Nice, I'm glad we had the same idea!

I tried to reduce this to a minimal reproduction:

# a.rb
class A
  # B
end

# B

# b.rb
autoload :A, "./a.rb"

class B < A
end

However, when running ruby b.rb with B uncommented in either location I get the NameError. I think I'm understanding the problem better, but now I'm not sure if moving the load_hook will fix the issue.
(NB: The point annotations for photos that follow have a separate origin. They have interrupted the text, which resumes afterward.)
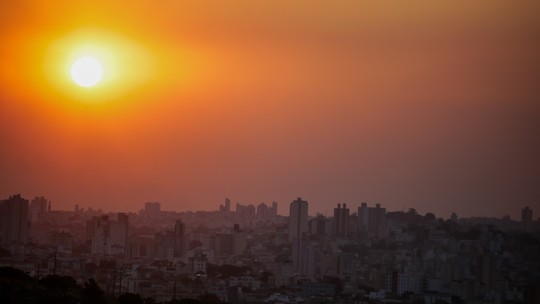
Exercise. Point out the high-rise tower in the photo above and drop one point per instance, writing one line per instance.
(341, 220)
(14, 220)
(298, 215)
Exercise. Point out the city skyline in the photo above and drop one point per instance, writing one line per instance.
(424, 105)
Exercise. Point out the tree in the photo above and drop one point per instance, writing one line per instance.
(91, 293)
(60, 288)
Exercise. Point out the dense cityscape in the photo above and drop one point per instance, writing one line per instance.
(250, 254)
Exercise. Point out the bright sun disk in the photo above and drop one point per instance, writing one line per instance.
(86, 71)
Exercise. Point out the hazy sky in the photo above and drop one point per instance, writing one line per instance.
(427, 104)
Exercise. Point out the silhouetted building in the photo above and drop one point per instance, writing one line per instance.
(298, 227)
(108, 237)
(37, 207)
(179, 238)
(341, 221)
(320, 226)
(526, 218)
(372, 221)
(152, 207)
(245, 210)
(62, 242)
(298, 219)
(14, 220)
(226, 208)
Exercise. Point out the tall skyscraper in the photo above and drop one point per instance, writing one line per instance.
(372, 221)
(298, 228)
(37, 207)
(152, 207)
(298, 216)
(341, 220)
(14, 220)
(526, 218)
(179, 238)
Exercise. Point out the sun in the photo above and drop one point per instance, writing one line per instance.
(86, 71)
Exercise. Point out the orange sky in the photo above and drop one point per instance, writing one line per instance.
(418, 104)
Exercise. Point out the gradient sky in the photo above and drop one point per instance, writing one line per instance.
(426, 104)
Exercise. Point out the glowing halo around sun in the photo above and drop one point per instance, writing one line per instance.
(97, 67)
(86, 71)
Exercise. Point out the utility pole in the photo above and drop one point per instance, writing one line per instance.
(54, 264)
(120, 283)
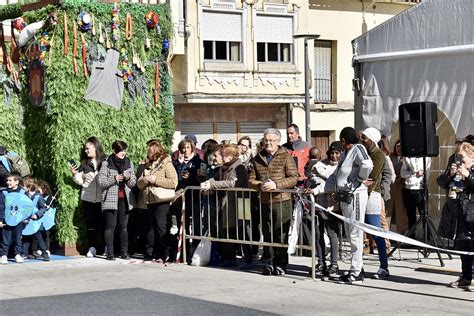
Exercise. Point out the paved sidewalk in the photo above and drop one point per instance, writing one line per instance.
(96, 286)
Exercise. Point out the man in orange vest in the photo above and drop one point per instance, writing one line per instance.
(298, 149)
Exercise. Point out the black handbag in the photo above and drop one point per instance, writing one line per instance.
(344, 196)
(468, 210)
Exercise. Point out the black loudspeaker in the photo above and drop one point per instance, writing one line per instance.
(417, 129)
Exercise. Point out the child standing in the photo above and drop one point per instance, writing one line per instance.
(13, 181)
(45, 191)
(31, 191)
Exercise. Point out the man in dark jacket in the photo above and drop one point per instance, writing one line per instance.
(298, 149)
(274, 169)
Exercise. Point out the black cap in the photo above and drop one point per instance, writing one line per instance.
(335, 146)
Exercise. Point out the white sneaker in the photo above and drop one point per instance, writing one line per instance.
(91, 253)
(382, 274)
(18, 259)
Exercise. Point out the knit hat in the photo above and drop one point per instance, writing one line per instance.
(335, 146)
(192, 138)
(373, 134)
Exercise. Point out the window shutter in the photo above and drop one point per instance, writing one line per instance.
(203, 131)
(322, 71)
(227, 131)
(254, 130)
(221, 26)
(274, 29)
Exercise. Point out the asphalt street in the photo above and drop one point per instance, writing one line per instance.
(82, 286)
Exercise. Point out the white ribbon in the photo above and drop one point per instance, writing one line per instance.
(377, 231)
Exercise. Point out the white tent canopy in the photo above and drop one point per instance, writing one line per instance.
(425, 53)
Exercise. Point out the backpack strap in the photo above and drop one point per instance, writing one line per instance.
(6, 162)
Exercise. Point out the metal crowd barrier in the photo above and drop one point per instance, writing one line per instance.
(202, 213)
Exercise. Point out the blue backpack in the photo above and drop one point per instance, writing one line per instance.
(34, 224)
(18, 207)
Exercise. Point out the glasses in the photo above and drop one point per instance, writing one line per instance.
(271, 140)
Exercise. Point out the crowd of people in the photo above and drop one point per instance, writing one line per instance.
(359, 176)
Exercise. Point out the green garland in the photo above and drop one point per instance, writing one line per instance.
(55, 132)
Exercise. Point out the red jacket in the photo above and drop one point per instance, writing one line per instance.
(299, 150)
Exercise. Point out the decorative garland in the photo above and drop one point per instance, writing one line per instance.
(44, 44)
(126, 69)
(84, 20)
(115, 23)
(19, 24)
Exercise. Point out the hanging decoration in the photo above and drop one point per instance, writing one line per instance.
(101, 37)
(84, 20)
(107, 40)
(74, 47)
(44, 44)
(93, 26)
(35, 75)
(126, 69)
(157, 84)
(151, 20)
(105, 84)
(84, 56)
(19, 24)
(128, 27)
(66, 35)
(115, 23)
(166, 44)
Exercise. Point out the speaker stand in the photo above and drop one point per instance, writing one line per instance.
(427, 224)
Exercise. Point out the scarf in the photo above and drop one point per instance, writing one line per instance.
(225, 167)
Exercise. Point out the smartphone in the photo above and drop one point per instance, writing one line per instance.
(458, 159)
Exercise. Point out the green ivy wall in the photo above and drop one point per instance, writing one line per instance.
(55, 132)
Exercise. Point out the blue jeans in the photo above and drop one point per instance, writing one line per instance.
(376, 220)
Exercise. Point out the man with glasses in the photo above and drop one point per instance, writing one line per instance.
(298, 149)
(274, 169)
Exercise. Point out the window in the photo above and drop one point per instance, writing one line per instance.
(274, 37)
(274, 52)
(221, 50)
(221, 34)
(323, 72)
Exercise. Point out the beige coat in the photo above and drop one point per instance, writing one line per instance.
(166, 177)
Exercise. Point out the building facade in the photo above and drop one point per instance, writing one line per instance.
(240, 70)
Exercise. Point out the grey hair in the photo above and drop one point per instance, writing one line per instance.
(273, 131)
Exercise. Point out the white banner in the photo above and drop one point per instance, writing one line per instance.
(377, 231)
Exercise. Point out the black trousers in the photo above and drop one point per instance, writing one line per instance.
(94, 222)
(413, 200)
(112, 218)
(466, 261)
(27, 240)
(157, 237)
(332, 228)
(10, 233)
(45, 234)
(279, 215)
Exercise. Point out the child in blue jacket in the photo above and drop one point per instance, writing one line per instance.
(13, 182)
(32, 192)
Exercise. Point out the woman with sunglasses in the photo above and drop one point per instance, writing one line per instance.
(117, 177)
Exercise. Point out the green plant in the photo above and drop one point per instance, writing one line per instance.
(54, 133)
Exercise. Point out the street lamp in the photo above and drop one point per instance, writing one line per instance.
(307, 82)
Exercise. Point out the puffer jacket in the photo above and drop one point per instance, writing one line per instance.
(87, 179)
(281, 169)
(166, 177)
(453, 224)
(234, 177)
(106, 180)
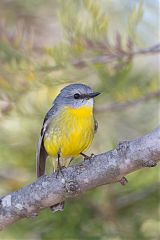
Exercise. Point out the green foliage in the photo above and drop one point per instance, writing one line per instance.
(46, 45)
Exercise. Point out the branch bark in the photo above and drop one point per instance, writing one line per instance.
(104, 168)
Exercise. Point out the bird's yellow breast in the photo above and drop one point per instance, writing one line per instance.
(70, 132)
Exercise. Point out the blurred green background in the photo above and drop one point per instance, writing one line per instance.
(45, 45)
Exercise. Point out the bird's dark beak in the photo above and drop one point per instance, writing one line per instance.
(92, 95)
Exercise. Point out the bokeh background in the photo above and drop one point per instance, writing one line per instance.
(45, 45)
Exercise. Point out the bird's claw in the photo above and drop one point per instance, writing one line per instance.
(87, 157)
(123, 181)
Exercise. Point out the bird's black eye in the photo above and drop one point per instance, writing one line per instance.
(77, 96)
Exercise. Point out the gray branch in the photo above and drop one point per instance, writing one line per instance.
(102, 169)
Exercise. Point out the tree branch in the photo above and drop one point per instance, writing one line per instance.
(103, 169)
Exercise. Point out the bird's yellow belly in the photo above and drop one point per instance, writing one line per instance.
(70, 133)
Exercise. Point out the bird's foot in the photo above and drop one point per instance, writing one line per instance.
(123, 181)
(87, 157)
(57, 207)
(59, 171)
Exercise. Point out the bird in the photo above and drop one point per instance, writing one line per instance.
(67, 130)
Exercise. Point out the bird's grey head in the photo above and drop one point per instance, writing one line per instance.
(76, 96)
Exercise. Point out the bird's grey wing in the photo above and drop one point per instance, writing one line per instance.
(95, 125)
(41, 154)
In either case, the load_hook fires while the < A is being resolved, so B never has a chance to be defined.

I realize that another solution as a engine maintainer is to add load hooks to every subclass, but that seems onerous, and as an application developer I'd have to convince other engine maintainers to do so (which is totally ok, so long as there isn't a better way I'm missing or a reasonable central interface for modifying autoloaded subclasses).

I'm not sure how blessed this is, but as an engine managed by Zeitwerk you could use loader.on_load: https://github.com/fxn/zeitwerk?tab=readme-ov-file#the-on_load-callback

Rails.autoloaders.main.on_load("GoodJob::UtilityJobOne") do |job, _abspath|
  job.queue_name = "something_custom"
end

That would potentially give you the granularity of configuring individual classes without the maintenance of defining load_hooks for each class?

bensheldon commented 2 months ago

I just opened up #52280 to move the ActiveSupport.run_load_hooks. It seems conceptually like the right thing to do, even if the reproduction is weird (I need to play with that more myself!)

Also, I remembered the trouble with Zeitwerk's loader.on_load: it doesn't get called if the constant has already been loaded.

In particular, if the target was already loaded when the callback is defined, the block won't run.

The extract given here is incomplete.